Credit-preserving short sales get new federal boost
April 10, 2010 by John Allen · 1 Comment
New federal rules took effect Monday to speed up short sales — the time-consuming, often-frustrating process of selling a home when the owner owes more than the house is worth.
The Obama administration program offers financial incentives for homeowners to agree to a short sale. Owners will still lose their homes, but a short sale, or deed in lieu of foreclosure, doesn’t hurt a borrower’s credit score for as much time as a foreclosure.
A man browses homes for sale in Los Angeles. Federal rules implemented Monday will aid quick home sales for owners who owe more than their homes are worth.

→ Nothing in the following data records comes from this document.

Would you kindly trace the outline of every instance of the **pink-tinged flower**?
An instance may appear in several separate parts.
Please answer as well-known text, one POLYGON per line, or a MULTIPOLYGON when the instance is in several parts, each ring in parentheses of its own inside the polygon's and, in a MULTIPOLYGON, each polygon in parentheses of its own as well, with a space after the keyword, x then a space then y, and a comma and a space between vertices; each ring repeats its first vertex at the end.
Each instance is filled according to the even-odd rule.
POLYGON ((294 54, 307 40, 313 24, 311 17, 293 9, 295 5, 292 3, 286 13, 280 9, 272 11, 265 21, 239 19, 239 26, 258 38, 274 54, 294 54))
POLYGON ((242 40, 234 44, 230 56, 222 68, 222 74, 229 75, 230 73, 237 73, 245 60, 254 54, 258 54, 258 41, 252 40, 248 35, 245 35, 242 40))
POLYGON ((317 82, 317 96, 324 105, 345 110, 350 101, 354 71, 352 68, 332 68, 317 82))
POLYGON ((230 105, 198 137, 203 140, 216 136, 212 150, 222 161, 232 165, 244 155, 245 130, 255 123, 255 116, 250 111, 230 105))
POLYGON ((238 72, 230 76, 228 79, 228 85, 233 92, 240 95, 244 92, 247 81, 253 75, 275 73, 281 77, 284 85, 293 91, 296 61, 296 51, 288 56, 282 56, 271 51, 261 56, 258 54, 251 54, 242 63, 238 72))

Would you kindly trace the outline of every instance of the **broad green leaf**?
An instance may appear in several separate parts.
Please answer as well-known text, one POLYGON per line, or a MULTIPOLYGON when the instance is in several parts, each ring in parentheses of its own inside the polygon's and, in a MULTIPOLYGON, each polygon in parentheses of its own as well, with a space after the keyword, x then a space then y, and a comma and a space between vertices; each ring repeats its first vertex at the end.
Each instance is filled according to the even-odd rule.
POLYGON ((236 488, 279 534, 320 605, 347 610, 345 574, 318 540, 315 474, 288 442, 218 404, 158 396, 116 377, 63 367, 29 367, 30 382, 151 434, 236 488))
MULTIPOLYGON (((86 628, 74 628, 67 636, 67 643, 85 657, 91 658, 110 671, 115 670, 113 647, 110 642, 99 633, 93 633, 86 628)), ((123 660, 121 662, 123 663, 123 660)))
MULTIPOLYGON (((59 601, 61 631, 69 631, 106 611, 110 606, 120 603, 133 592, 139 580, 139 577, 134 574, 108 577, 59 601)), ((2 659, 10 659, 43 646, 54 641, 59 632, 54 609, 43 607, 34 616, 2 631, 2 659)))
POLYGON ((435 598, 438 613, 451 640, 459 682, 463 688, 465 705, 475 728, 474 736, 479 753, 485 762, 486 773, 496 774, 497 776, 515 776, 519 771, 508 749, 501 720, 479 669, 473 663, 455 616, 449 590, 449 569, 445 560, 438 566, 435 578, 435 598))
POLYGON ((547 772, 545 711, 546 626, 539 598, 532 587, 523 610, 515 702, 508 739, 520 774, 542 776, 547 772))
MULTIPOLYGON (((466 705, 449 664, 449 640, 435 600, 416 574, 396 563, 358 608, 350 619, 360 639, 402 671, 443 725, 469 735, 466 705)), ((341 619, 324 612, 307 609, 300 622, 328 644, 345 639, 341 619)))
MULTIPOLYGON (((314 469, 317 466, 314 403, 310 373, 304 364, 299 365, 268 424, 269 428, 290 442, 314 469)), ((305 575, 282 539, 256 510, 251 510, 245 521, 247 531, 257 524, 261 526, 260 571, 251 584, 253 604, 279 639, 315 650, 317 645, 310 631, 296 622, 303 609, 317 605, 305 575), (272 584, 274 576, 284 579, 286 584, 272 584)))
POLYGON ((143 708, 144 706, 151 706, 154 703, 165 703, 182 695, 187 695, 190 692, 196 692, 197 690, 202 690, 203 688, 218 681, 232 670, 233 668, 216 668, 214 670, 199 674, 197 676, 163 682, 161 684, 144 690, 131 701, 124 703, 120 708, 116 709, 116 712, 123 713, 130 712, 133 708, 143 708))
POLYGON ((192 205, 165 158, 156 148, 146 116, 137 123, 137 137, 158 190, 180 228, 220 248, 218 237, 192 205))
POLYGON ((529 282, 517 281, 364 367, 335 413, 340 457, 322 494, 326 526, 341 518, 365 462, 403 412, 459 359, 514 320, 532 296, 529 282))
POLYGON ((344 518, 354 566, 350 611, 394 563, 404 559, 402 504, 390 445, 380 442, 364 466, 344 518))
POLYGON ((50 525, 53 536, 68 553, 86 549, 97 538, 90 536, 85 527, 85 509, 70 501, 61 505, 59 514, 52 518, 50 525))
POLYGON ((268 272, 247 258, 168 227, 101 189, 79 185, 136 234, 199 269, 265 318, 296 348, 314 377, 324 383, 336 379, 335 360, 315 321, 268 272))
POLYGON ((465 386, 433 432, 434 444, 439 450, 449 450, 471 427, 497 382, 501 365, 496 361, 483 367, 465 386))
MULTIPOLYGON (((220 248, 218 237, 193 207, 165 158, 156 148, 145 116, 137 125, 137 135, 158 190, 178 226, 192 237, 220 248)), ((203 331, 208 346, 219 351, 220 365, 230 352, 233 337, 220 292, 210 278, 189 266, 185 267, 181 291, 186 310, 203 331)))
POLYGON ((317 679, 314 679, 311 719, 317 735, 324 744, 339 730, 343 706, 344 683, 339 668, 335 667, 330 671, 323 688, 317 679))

The new rules let lenders use an appraiser, market research and a real estate agent’s opinion to determine the value of a home, and thus a minimum to accept. Mortgage companies must set their minimum bid before the house is listed for sale, and if an offer is above that, the lender must accept it. Typically, lenders didn’t decide how much they would accept until after they had received an offer.
The rules give a time and home-value certainty to a short-sale process that essentially had had no parameters. The previous process had left sellers and potential buyers in limbo, said David Hanna, managing broker with SourceOne Realty in Chicago.
Banks and lenders typically look at short sales with skepticism because they are fraught with the potential for abuse. That means banks had taken time to scrutinize the sales, Hanna said. Banks are unsure of the appraised value of the home and have been burned by such frauds as homeowners lying about whether they are employed or a homeowner’s financially viable sibling using the process to get the property for a song, for example.
Lenders lose about 40 percent of a property’s value on a foreclosure vs. about 19 percent on a short sale, according to industry estimates.
The new rules also require that, for the first 30 days that a home is marketed, the lender may approve only offers that result in minimum net sales proceeds of 88 percent of the home’s appraised fair market value.
Such guidelines should help give banks the certainty they need to move more quickly to approve short sales, Hanna said.
The plan also offers incentives to homeowners. The program will pay a homeowner $3,000 in moving expenses — up from an original $1,500. And HUD will pay up to 1 percent of the buyer’s mortgage as part of the closing costs if the new mortgage falls under the Federal Housing Administration program.